… Lungi dall’essere riservato a taluni casi patologici, come pensano gli psicologi americani che lo hanno messo in rilievo, il “double bind” [doppio vincolo], il doppio imperativo contraddittorio, o piuttosto il reticolo di imperativi contraddittori in cui gli uomini non cessano di rinchiudersi vicendevolmente, deve apparirci come un fenomeno estremamente banale, il più banale di tutti forse, e il fondamento stesso di tutti i rapporti tra gli uomini.
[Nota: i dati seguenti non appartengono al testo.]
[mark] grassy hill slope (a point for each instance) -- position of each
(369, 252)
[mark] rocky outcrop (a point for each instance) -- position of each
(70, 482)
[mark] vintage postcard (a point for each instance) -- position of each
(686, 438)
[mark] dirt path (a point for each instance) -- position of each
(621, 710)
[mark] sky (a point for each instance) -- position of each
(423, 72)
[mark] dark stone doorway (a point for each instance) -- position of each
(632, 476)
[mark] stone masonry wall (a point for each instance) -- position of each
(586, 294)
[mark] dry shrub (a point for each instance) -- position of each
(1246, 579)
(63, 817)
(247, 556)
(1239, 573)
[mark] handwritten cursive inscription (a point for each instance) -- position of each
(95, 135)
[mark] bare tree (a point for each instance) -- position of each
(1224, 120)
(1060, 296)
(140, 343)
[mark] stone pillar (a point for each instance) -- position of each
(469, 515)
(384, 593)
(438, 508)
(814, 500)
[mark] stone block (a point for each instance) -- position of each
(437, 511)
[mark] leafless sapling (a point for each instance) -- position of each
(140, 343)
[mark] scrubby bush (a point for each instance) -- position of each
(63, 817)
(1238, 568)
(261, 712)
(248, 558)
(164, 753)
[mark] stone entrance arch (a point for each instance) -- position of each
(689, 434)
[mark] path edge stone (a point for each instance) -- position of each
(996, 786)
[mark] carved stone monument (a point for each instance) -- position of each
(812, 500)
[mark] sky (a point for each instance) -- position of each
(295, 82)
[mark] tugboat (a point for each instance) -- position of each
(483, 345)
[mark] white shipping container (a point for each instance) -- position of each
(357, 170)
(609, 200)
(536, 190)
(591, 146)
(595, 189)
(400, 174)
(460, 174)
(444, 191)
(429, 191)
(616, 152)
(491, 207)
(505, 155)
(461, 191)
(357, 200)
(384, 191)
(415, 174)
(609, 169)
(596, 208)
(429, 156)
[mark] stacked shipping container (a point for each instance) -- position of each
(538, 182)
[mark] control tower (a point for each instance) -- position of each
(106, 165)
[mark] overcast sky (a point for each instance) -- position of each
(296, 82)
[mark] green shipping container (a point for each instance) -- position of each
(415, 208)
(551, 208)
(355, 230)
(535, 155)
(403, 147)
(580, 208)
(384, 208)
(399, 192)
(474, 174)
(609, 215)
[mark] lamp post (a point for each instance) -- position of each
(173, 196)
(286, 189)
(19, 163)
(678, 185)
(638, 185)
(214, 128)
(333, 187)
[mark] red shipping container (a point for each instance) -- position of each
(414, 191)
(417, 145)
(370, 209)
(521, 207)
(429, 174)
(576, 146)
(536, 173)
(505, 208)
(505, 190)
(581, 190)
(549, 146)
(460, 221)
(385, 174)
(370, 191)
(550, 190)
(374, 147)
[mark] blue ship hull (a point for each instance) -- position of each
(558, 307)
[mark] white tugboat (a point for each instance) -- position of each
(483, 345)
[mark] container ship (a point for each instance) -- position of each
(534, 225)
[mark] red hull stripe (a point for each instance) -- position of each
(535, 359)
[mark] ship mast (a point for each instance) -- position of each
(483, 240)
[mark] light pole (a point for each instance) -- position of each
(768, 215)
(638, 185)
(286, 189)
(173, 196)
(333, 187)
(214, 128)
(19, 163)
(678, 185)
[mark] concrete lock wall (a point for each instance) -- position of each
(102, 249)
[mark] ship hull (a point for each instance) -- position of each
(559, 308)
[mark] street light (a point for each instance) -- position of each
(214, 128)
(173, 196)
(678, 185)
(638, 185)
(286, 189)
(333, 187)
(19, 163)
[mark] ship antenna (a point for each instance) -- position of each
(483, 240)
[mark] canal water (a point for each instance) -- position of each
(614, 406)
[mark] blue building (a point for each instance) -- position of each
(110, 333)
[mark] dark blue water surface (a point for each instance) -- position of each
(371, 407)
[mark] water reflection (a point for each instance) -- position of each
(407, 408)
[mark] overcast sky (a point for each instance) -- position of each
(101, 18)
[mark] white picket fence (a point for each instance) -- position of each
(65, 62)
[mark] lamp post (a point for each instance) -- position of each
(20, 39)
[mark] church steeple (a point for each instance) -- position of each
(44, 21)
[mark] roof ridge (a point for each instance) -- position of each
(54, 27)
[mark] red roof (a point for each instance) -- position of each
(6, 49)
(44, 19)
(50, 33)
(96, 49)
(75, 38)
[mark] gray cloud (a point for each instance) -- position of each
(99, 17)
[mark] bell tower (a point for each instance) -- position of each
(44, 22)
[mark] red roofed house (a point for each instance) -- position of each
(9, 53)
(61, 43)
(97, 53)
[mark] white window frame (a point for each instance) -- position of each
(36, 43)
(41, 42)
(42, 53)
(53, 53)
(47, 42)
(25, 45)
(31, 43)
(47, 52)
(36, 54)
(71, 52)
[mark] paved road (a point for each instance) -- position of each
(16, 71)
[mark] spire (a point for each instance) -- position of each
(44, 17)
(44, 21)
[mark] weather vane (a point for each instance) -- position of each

Gli psicologi ai quali abbiamo fatto allusione hanno perfettamente ragione di pensare che nei casi in cui il bambino è esposto al “double bind”, i suoi effetti su di lui saranno particolarmente disastrosi. Qui sono tutti gli adulti, cominciando dal padre e dalla madre, sono tutte le voci della cultura, perlomeno nella nostra società, che ripetono su tutti i toni «imitaci », «imitami», «sono io a possedere il segreto della vita vera, dell’essere autentico…». Più il bambino è attento a quelle seducenti parole, più è pronto e ansioso di seguire i suggerimenti che gli vengono da ogni dove e più disastrose saranno le conseguenze degli scontri che non mancheranno di verificarsi. Il bambino non dispone di nessun punto di riferimento, di nessuna distanza, di nessuna base di giudizio che gli permetterebbe di ricusare l’autorità di quei modelli. Il “no” che essi gli rimandano risuona come una terribile condanna. Su di lui pesa una vera scomunica. Tutto l’orientamento dei suoi desideri, cioè la selezione futura dei modelli, ne sarà colpito. È la sua personalità definitiva ad essere in gioco.
Se il desiderio è libero di fissarsi dove vuole, la sua natura mimetica lo trascinerà quasi sempre nell'”impasse” del “double bind”. La libera “mimesis” si getta ciecamente sull’ostacolo di un desiderio concorrente; genera il proprio fallimento e questo, di rimando, rafforzerà la tendenza mimetica. C’è qui un processo che si nutre di se stesso, che va sempre più esasperandosi e semplificandosi. Ogniqualvolta il discepolo crede di trovare l’essere davanti a sé, si sforza di raggiungerlo desiderando quel che l’altro gli indica; e ogni volta incontra la violenza del desiderio che gli sta di fronte. Con sintesi ad un tempo logica e delirante, deve presto convincersi che la violenza stessa è il segno più sicuro dell’essere che sempre lo elude. La violenza e il desiderio sono ormai collegati l’una all’altro. Il soggetto non può subire la prima senza veder risvegliarsi il secondo. […]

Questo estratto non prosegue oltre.